The proportion of primary infertility in Group A was more than that of Group B, although the difference of the ratio of primary and secondary infertility between two groups did not have statistical significance. Studies demonstrated that pregnancy performance of the secondary infertility was significantly better than that of the primary infertility[23-24]. The higher percentage of primary infertility in group A may be a key factor to decreasing rates.
As for the number of transferring embryos, a study indicated that two elective single embryo can obtain better reproductive outcomes than one double embryo transfer using blastocysts. In our study, single embryo transfer protocol was also regarded as the major protocol to ensure the better pregnancy outcomes. In addition, it was easy to find the total clinical pregnancy rates and live birth rates of patients still stayed at low level regardless what measures had been taken.
In this study, GnRH-a did not show obvious effect of improving pregnancy outcomes. We came up with several reasons to explain this phenomenon. Firstly, the current cycles of GnRH-a was not enough for patients with adenomyosis so that the effects of the drug did not work. We failed to get the information of the degree of adenomyosis between the two groups, maybe many patients did not suffer from severe adenomyosis, and it may be another reason leading to the negative result in GnRH-a improving pregnancy outcomes. Furthermore, we can consider whether patients was not sensitive to GnRH-a resulting in uterus not changing much, or GnRH-a did not work at all.

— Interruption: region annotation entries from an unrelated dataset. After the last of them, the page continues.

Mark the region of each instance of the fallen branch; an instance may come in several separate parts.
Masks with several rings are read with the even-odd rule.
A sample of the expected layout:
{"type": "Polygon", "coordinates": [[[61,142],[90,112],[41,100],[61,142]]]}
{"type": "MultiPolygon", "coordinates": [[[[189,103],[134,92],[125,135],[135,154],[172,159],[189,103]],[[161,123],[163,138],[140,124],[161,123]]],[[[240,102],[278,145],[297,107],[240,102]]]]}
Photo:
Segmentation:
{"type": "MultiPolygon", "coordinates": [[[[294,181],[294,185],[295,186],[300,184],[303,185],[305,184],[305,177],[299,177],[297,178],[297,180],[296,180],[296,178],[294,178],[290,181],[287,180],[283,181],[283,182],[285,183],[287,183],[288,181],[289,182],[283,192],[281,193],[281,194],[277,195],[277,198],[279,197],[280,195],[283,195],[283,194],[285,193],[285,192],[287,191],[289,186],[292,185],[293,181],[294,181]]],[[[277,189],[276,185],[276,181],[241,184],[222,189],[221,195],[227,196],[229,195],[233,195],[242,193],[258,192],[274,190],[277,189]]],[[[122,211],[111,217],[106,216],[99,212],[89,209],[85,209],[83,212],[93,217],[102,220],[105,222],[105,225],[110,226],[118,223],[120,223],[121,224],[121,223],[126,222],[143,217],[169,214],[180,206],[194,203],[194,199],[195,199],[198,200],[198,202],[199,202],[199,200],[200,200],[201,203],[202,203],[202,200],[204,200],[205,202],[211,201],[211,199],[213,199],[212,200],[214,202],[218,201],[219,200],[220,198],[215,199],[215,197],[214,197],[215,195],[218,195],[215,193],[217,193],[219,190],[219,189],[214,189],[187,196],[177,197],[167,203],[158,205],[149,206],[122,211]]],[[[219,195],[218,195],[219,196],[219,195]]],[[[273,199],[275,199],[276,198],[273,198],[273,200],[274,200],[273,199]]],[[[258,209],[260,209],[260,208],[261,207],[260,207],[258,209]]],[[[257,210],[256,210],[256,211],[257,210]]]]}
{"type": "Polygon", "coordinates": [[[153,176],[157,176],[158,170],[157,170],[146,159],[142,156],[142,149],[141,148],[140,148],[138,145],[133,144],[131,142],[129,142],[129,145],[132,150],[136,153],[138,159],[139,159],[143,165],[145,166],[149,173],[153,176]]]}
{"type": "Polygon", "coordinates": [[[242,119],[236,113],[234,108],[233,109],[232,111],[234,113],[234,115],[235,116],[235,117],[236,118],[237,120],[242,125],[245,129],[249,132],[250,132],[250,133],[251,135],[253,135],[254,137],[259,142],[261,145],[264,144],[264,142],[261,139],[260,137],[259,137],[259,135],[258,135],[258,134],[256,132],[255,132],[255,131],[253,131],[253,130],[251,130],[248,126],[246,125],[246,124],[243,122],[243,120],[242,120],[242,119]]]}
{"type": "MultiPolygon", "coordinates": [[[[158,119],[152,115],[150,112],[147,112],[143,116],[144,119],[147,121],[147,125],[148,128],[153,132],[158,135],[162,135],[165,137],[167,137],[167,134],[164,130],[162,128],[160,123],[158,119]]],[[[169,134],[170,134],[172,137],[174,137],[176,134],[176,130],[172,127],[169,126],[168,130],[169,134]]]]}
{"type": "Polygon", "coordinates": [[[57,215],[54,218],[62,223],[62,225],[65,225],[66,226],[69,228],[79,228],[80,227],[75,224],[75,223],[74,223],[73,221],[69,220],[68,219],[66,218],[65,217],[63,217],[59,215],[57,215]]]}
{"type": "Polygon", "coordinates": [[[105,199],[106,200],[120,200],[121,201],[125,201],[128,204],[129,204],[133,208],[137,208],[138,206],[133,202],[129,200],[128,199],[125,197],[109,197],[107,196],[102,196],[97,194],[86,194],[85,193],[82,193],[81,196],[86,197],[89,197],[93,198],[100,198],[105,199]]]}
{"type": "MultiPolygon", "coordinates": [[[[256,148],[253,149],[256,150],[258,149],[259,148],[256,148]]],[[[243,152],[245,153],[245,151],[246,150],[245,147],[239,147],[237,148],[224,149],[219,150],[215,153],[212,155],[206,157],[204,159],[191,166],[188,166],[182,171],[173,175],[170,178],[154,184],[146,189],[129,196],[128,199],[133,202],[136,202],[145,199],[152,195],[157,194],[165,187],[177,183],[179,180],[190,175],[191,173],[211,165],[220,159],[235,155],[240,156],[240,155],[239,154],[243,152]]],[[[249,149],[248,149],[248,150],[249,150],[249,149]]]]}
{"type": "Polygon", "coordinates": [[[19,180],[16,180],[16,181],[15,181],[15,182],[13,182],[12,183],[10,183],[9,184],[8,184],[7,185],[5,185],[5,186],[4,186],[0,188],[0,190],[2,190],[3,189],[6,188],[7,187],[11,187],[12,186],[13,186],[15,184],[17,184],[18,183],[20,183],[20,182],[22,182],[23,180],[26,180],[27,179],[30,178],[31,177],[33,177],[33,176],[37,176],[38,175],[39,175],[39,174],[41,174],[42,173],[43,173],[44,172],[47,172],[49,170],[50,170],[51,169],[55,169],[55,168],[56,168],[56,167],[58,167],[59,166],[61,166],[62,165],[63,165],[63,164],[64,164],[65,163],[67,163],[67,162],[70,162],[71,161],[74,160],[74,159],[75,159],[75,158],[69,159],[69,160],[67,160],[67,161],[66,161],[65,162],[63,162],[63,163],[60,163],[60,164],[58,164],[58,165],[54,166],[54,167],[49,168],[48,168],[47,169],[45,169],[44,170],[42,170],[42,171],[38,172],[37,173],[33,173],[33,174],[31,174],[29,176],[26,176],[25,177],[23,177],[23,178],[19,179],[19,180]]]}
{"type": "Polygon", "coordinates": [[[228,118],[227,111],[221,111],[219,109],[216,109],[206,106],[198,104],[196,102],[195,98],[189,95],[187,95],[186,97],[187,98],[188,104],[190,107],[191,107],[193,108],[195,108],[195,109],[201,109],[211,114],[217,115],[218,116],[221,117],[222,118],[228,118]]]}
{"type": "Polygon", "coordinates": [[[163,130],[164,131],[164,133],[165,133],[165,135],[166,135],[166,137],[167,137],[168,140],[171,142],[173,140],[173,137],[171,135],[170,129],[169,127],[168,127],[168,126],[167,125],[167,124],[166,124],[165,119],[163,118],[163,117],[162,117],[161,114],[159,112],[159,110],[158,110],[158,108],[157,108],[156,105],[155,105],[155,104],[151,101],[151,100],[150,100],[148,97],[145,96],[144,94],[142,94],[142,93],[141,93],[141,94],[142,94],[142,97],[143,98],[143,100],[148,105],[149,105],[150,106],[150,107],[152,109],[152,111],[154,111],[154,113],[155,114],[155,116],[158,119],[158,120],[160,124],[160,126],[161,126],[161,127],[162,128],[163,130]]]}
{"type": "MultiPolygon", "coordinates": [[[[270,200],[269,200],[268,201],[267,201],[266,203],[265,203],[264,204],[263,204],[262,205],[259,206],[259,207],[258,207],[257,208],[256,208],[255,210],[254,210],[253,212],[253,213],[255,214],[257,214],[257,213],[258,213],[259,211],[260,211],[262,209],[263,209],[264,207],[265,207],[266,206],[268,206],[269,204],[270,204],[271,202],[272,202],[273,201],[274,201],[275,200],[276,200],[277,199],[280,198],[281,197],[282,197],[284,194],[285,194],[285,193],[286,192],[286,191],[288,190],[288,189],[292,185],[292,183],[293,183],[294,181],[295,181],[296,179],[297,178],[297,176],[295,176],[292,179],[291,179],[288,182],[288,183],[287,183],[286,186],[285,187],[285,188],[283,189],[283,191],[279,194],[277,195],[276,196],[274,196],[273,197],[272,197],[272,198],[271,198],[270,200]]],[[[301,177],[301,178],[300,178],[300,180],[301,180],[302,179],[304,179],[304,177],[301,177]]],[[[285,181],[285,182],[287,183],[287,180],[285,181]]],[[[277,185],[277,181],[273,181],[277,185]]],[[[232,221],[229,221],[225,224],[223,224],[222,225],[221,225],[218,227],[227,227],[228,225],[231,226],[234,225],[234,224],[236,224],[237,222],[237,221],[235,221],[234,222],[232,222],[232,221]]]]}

One advantage of our study was that the number of women with adenomyosis was relatively large, including patients in a time span of six years. In addition, according to 2018 specialist consensus published in Journal of Reproductive Medicine, the number of embryo transfer was no more than two under 40 years and single embryo transfer was recommended. In our study, single embryo transfer constitutes the vast majority and the others were double embryo transfer, which was consistent with consensus. This two advantages made this study applicative for more population with adenomyosis. Apart from that, we also found that good reproductive outcomes still stayed at a low level although different measures had been taken, which meant many new explorations needed to be done to improve reproductive outcomes for women with adenomyosis.

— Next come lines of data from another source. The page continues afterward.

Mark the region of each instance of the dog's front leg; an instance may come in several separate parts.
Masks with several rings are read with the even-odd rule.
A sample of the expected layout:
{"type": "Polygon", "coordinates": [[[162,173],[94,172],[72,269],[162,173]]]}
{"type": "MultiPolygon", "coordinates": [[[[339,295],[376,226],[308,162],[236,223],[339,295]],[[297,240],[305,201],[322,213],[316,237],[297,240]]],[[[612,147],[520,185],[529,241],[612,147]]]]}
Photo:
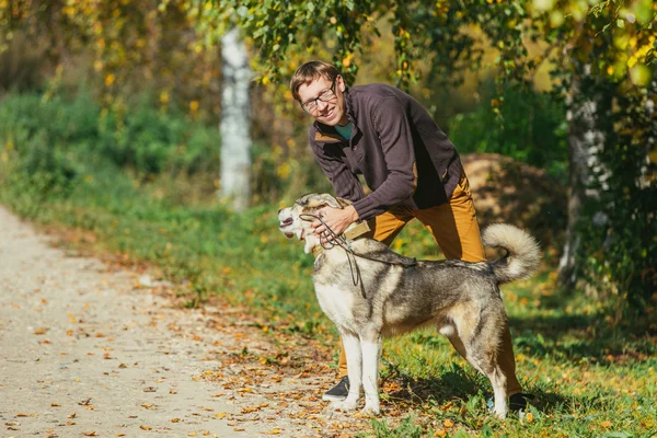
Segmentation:
{"type": "Polygon", "coordinates": [[[381,356],[381,335],[362,336],[362,389],[365,391],[365,415],[379,415],[379,358],[381,356]]]}
{"type": "MultiPolygon", "coordinates": [[[[342,331],[341,331],[342,332],[342,331]]],[[[345,355],[347,356],[347,372],[349,374],[349,394],[342,402],[331,403],[333,410],[354,411],[360,399],[362,382],[362,358],[360,356],[360,339],[353,333],[342,332],[345,355]]]]}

Two obvious defects existed in this study. Firstly, this study did not analysis the duration of GnRH-a for women with adenomyosis. If patients could get enough duration of GnRH-a down-regulation, the attachment of high quality follicles will be affected as most of our patients only underwent only once GnRH-a down-regulation. In addition, the severity of adenomyosis did not be discussed, which may be influence therapeutic effect in a way. These questions both needed to be studied in the future.
Although many studies thought that administrating GnRH agonists was very beneficial for patients of adenomyosis in improving reproductive outcomes of IVF-ET, our study did not demonstrate advantages of adding GnRH agonists based on hormone replacement therapy cycle. Similiar negative conclusions were also shown in endometriosis[10-12]. In addition, Movahedi S et al. did a study that Endometrial preparation for FET using GnRH agonists appeared to be as effective as FET without administrating these agonists. The other two articles also did not think that GnRH-a down-regulation showed any significant advantages of IVF-ET[27-28]. Those all provided some supportive evidence for our study result.
In conclusion, patients with adenomysis carried out GnRH-a down regulation or not based on hormone replacement therapy cycle had similar reproductive outcomes. Adding GnRH-a based on hormone replacement therapy cycle may not increase the rates of clinical pregnancy and live birth.